Pour cela, les seize signataires ont des propositions, pas forcément des quotas imposés sur les films : « Il y a des solutions à trouver en fonction de notre histoire très française. Avant tout, il faut du dialogue, un débat contradictoire, nous voulons également entendre ce que les autres ont à dire et à proposer. »

Elle souhaite mettre en place des rencontres, « ensemble, entre nous, avec des institutions comme le CNC, le ministère de la Culture, des responsables de casting, des agents de comédiens, des associations de réalisateurs, des juristes… »

«Pour une Noire, vous êtes vraiment intelligente»

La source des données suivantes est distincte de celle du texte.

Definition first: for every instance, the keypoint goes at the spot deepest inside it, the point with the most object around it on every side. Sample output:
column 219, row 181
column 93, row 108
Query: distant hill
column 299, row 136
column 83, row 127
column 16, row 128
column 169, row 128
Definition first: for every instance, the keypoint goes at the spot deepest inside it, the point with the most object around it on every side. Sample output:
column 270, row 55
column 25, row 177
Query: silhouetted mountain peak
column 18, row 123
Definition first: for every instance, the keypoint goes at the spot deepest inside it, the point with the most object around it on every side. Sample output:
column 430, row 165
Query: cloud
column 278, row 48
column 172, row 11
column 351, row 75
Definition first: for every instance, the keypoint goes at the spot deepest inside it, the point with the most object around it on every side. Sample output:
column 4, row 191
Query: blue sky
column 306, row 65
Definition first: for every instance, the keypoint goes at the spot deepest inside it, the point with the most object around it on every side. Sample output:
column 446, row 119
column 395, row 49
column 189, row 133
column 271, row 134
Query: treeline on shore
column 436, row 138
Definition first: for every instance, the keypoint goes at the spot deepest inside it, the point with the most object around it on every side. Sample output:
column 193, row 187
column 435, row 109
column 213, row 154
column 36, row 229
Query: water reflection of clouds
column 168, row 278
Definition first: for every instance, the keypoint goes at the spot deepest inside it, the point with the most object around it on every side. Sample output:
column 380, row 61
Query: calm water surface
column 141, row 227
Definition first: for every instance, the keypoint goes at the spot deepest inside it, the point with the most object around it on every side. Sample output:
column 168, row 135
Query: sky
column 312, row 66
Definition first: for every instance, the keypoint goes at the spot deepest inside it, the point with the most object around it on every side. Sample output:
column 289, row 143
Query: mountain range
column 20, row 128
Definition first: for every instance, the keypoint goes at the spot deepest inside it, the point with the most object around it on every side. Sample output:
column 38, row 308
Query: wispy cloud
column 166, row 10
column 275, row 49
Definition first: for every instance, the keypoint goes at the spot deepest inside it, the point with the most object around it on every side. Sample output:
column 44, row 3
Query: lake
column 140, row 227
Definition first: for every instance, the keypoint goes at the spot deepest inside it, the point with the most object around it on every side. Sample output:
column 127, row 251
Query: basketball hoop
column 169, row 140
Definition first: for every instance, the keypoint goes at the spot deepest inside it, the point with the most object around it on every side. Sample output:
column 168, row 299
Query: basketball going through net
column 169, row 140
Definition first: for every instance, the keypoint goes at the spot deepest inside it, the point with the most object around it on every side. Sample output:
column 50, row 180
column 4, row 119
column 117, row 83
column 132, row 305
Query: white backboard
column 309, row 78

Dans le livre, plusieurs comédiennes, en particulier Nadège Beausson-Diagne (« Podium », « Madame Irma »…), relaient des phrases discriminatoires entendues au cours de castings ou dans la bouche de professionnels du cinéma. Florilège…

  • « Pour une Noire, vous êtes vraiment intelligente, vous auriez mérité d’être blanche ! »
  • « Vous allez bien ensemble avec la bamboula. »
  • « Vous savez rouler des yeux comme Joséphine Baker ? Faire plus y a bon Banania quoi ! »
  • « Ma panthère, j’entends les tam-tams de l’Afrique, la chaleur de la savane, ma tigresse… »
  • « Oh, vous les Blacks, vous pouvez tout porter ! »
  • « Vous n’êtes pas assez claire pour le rôle »
  • « Il n’y a pas de Noirs au Conservatoire, laisse tomber ! »

« Noire n’est pas mon métier », collectif, Ed. du Seuil, 128 pages, 17 €.